Create dedicated SFTP spaces for each client or data source
Define schemas that validate incoming data files
Build automated pipelines that transform files into standardized formats
Send processed data to destination systems via webhooks or API
Monitor file processing and alert on errors

2. Clients

In FileFeed, a Client represents an organization or business entity that interacts with your system through file transfers. Each client has:

Dedicated SFTP space: A secure environment where the client can upload files
SFTP credentials: Username and password for connecting to the SFTP server
SFTP host: The server address displayed on the client’s page for connection
Client ID: A unique identifier used in API calls and data routing
Associated pipelines: Workflows that process files uploaded by this client

Clients are isolated from each other, ensuring data privacy and security. Clients can connect to their dedicated SFTP space using their assigned username and password with the host specified on their configuration page.

// Example client object
{
  "clientId": "c4b3f495-5dfc-4a91-b604-a8e66ab4a220",
  "clientName": "acme_logistics",
  "displayName": "Acme Logistics Inc.",
  "status": "active",
  "created": "2023-05-15T10:30:00Z",
  "lastActive": "2023-06-01T08:45:22Z",
  "sftpUsername": "acme_sftp"
}

3. Schemas

A Schema defines the structure and validation rules for data files. It specifies:

Fields: The columns or properties expected in the data
Data types: The expected type for each field (string, number, date, etc.)
Validation rules: Requirements for each field (required/optional, format, range, etc.)

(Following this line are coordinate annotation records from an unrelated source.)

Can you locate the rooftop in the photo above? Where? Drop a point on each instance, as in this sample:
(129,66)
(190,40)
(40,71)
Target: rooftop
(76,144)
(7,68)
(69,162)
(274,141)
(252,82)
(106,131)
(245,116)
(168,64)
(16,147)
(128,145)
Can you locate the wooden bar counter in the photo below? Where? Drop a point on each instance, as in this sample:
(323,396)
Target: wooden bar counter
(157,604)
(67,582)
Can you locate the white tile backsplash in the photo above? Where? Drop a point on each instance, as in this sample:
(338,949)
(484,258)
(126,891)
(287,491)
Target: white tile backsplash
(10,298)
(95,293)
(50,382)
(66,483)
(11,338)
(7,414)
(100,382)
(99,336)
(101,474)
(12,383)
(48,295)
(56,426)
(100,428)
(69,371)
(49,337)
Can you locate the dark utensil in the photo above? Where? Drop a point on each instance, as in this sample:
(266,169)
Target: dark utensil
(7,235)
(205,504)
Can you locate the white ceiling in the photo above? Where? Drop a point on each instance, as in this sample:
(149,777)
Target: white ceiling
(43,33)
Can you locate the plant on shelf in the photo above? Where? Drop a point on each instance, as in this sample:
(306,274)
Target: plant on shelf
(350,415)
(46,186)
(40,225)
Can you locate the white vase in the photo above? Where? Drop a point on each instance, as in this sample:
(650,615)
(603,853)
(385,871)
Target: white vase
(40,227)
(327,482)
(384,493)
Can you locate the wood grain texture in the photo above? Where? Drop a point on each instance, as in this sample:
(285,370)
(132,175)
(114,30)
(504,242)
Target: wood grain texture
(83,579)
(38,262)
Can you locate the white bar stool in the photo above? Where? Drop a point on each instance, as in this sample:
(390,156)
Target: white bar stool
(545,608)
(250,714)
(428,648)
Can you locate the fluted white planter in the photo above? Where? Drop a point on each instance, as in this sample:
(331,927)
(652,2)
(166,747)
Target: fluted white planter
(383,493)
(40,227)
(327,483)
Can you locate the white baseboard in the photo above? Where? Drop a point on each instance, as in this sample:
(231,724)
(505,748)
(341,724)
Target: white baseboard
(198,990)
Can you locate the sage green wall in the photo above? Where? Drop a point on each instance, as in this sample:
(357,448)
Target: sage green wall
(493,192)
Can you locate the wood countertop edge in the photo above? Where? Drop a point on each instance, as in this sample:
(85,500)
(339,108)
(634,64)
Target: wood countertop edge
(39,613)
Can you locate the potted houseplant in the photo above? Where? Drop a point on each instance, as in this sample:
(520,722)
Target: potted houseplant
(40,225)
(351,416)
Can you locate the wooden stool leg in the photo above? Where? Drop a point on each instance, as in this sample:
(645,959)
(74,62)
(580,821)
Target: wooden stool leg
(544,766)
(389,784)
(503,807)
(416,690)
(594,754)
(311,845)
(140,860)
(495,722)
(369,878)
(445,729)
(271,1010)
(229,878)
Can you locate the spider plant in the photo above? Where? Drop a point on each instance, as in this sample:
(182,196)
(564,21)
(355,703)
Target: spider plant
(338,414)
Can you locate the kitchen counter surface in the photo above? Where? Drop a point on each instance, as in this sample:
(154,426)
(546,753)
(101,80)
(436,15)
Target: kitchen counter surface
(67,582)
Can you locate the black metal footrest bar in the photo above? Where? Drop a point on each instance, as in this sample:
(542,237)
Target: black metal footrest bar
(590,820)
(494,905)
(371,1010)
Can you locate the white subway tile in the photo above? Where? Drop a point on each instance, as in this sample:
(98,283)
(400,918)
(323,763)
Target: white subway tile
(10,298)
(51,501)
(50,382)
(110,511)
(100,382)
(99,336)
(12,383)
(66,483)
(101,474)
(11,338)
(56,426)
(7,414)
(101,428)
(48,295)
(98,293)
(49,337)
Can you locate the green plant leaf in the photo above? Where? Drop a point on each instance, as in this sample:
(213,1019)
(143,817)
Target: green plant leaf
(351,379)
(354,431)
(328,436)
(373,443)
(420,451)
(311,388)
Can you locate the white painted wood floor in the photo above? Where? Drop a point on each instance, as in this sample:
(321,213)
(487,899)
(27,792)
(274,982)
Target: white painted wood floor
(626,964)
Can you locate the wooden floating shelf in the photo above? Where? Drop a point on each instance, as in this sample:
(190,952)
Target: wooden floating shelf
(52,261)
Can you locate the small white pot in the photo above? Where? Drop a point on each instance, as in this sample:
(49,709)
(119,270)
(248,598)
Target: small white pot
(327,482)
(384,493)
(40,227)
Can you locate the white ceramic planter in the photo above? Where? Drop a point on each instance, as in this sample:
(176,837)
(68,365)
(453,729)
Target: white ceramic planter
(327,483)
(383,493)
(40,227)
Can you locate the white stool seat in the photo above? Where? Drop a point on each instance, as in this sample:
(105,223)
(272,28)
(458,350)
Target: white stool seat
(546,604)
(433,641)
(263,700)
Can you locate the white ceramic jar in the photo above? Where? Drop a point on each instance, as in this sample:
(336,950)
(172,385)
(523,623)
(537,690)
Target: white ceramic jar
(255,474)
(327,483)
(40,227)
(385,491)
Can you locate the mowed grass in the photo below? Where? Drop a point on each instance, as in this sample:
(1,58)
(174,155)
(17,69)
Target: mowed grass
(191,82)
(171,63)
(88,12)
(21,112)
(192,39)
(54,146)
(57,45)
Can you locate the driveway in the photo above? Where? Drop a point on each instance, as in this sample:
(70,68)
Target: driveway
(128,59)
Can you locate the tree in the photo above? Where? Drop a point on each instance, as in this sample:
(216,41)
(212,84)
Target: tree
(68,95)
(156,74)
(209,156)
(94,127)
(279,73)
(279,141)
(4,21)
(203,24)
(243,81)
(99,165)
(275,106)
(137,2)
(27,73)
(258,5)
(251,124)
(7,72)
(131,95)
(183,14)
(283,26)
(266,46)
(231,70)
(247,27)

Schemas help ensure data quality by rejecting files that don’t meet your specifications. They define what data is expected and its format, but do not handle transformations (which are handled separately by pipelines).

// Example schema definition
{
  "schemaId": "ord-schema-v1",
  "name": "Order Schema v1",
  "fileType": "csv",
  "fields": [
    {
      "name": "order_id",
      "type": "string",
      "required": true,
      "validation": {
        "pattern": "^ORD-[0-9]{6}$"
      }
    },
    {
      "name": "customer_email",
      "type": "string",
      "required": true,
      "validation": {
        "format": "email"
      }
    },
    {
      "name": "order_date",
      "type": "date",
      "required": true,
      "sourceFormat": "MM/DD/YYYY",
      "targetFormat": "YYYY-MM-DD"
    },
    {
      "name": "total_amount",
      "type": "number",
      "required": true,
      "validation": {
        "min": 0
      }
    }
  ]
}

4. Pipelines

A Pipeline in FileFeed defines how files are processed when uploaded to a specific folder. Each pipeline includes:

Schema: The file structure we’re mapping to (defines expected data format)
Webhook: Optional notification when new files are uploaded
Starter file: Template that defines the expected header structure for Excel/CSV files
Mappings: Column mappings (both automatic and manual) from source to target schema
Transformations: Data manipulations that can be applied to specific columns

Each pipeline creates a dedicated folder in the client’s SFTP space. When a file is uploaded to this folder, it automatically triggers the processing based on the defined mappings and transformations.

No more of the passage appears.